Une foi incarnée par la solidarité et l’édification mutuelle
Le premier volet de la prédication a rappelé que la vie chrétienne ne saurait être une quête individuelle. Elle s’épanouit pleinement au sein de la communauté à travers le soutien, l’accompagnement et l’édification du prochain, tout particulièrement lors des moments de faiblesse.
S’appuyant sur Actes 20:34-35, le prédicateur a souligné la valeur du travail mis au service des plus démunis, rappelant la parole du Seigneur Jésus : « Il y a plus de bonheur à donner qu’à recevoir ». Le don de soi et de ses ressources devient ainsi un canal de bénédiction partagée.
Cette exhortation a été renforcée par la lecture de Romains 15:1-2, qui enjoint les plus forts à porter les faiblesses des plus vulnérables sans rechercher leur propre satisfaction, mais en œuvrant continuellement pour le bien et l’édification de la communauté.
Une foi grande, active et persévérante
Dans le deuxième axe de son enseignement, le Pasteur Moïse Louari s’est appuyé sur le récit de la femme cananéenne (Matthieu 15:23-28) pour illustrer la puissance d’une foi vivante. Face au silence initial, aux réticences et aux obstacles, cette femme est demeurée humble et déterminée, suppliant le Christ : « Seigneur, secours-moi ! ». Sa ténacité lui a valu l’éloge du Maître : « Femme, ta foi est grande ; qu’il te soit fait comme tu veux ».
Pour l’orateur, cet épisode montre que la foi ne doit être ni muette ni passive. Elle se manifeste dans les actes, les paroles et les choix quotidiens. Les fidèles ont ainsi été invités à faire preuve d’une confiance inébranlable et à mener une vie de témoignage capable d’inspirer leur entourage.

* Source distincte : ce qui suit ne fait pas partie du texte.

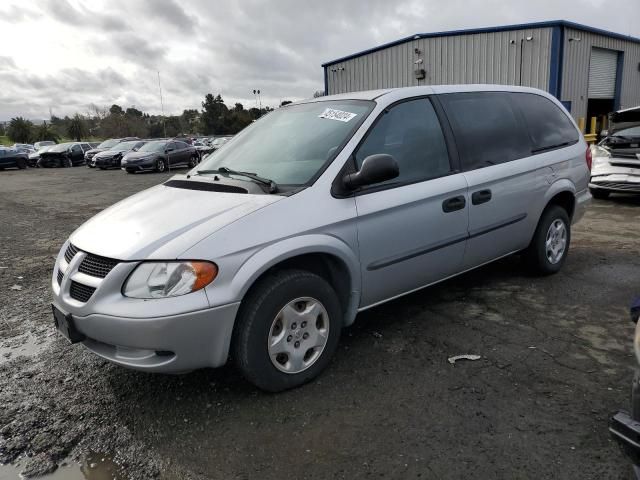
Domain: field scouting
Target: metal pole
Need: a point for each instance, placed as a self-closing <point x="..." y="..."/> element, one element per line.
<point x="164" y="123"/>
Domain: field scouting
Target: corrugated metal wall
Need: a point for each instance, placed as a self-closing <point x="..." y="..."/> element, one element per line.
<point x="493" y="57"/>
<point x="575" y="74"/>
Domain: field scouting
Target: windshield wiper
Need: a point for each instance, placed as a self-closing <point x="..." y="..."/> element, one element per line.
<point x="273" y="187"/>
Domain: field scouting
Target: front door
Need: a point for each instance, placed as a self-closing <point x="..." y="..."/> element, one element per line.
<point x="412" y="230"/>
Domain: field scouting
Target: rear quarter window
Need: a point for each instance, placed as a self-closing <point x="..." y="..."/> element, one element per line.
<point x="548" y="125"/>
<point x="487" y="128"/>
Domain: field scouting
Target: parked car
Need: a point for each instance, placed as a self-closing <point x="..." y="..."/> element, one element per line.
<point x="616" y="159"/>
<point x="625" y="425"/>
<point x="317" y="211"/>
<point x="12" y="158"/>
<point x="69" y="154"/>
<point x="35" y="156"/>
<point x="202" y="148"/>
<point x="45" y="143"/>
<point x="219" y="142"/>
<point x="111" y="158"/>
<point x="106" y="145"/>
<point x="159" y="155"/>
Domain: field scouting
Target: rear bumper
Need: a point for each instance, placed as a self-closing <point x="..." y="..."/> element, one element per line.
<point x="583" y="199"/>
<point x="170" y="344"/>
<point x="626" y="431"/>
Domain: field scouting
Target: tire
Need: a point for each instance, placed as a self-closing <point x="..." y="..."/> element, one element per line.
<point x="599" y="194"/>
<point x="538" y="257"/>
<point x="273" y="309"/>
<point x="160" y="166"/>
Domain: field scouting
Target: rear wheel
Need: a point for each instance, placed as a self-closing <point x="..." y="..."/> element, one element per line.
<point x="599" y="194"/>
<point x="287" y="330"/>
<point x="550" y="245"/>
<point x="160" y="165"/>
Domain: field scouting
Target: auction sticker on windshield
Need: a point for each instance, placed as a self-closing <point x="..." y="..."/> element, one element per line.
<point x="339" y="115"/>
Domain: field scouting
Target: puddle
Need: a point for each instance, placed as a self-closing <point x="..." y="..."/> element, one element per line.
<point x="95" y="467"/>
<point x="25" y="345"/>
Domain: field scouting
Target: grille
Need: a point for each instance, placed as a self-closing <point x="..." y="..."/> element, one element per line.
<point x="97" y="266"/>
<point x="70" y="253"/>
<point x="80" y="292"/>
<point x="635" y="187"/>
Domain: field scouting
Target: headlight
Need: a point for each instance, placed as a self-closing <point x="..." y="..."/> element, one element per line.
<point x="600" y="155"/>
<point x="169" y="279"/>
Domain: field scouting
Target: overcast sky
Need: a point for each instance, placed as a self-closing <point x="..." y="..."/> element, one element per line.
<point x="68" y="54"/>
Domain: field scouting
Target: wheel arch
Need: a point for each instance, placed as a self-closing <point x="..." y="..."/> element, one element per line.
<point x="324" y="255"/>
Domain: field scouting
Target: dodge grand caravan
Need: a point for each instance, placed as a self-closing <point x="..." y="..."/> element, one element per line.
<point x="320" y="210"/>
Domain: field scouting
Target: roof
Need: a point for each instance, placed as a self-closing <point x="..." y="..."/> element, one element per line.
<point x="504" y="28"/>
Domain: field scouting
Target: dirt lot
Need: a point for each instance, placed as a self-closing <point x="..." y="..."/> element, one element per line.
<point x="556" y="362"/>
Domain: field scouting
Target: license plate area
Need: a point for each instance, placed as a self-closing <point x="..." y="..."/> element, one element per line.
<point x="66" y="326"/>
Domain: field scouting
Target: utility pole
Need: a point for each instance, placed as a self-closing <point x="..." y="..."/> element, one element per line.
<point x="164" y="123"/>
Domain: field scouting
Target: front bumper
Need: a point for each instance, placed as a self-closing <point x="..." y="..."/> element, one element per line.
<point x="170" y="344"/>
<point x="626" y="431"/>
<point x="169" y="335"/>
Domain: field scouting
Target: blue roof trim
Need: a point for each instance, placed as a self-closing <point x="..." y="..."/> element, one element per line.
<point x="504" y="28"/>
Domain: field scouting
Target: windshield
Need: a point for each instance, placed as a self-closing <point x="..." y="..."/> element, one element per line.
<point x="153" y="147"/>
<point x="628" y="132"/>
<point x="292" y="144"/>
<point x="61" y="147"/>
<point x="121" y="147"/>
<point x="108" y="143"/>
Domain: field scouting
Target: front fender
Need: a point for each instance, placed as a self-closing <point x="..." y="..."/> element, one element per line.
<point x="275" y="253"/>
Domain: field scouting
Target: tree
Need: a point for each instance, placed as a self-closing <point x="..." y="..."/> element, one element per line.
<point x="214" y="112"/>
<point x="77" y="127"/>
<point x="116" y="110"/>
<point x="20" y="130"/>
<point x="45" y="132"/>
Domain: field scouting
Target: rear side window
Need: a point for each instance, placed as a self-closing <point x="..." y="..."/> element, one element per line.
<point x="410" y="132"/>
<point x="486" y="128"/>
<point x="548" y="126"/>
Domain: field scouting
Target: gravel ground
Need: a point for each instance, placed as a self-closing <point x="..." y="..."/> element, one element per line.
<point x="556" y="362"/>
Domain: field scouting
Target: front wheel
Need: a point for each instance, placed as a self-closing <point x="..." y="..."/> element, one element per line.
<point x="287" y="330"/>
<point x="550" y="245"/>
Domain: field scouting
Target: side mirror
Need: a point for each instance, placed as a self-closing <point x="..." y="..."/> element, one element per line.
<point x="375" y="169"/>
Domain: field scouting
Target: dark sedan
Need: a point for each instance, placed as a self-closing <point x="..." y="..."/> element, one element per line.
<point x="111" y="158"/>
<point x="64" y="155"/>
<point x="106" y="145"/>
<point x="12" y="158"/>
<point x="159" y="155"/>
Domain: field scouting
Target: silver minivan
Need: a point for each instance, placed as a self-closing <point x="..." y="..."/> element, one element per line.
<point x="318" y="211"/>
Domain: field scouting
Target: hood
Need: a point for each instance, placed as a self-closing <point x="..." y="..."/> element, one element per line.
<point x="107" y="154"/>
<point x="162" y="222"/>
<point x="93" y="151"/>
<point x="138" y="155"/>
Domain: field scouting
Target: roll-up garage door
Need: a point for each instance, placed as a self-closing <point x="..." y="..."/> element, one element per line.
<point x="602" y="73"/>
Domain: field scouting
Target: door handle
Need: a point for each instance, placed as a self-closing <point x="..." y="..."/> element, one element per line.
<point x="482" y="196"/>
<point x="454" y="203"/>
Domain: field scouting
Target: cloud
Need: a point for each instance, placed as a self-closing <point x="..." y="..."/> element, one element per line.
<point x="78" y="52"/>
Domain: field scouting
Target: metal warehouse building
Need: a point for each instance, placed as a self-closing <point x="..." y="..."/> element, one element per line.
<point x="591" y="71"/>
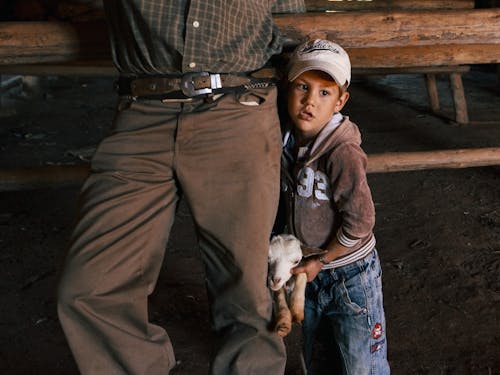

Tenir ferme jusqu’à la fin
Pour conclure, le pasteur a abordé la nécessité de la persévérance. S’appuyant sur Matthieu 24:13 (« Celui qui persévérera jusqu’à la fin sera sauvé »), il a rappelé que la foi ne se mesure pas seulement à son ardeur initiale, mais à sa capacité à résister au temps, aux épreuves et aux péripéties de la vie.
La persévérance est une condition essentielle du salut, attestant d’un engagement authentique et fidèle envers Dieu jusqu’au terme du parcours terrestre.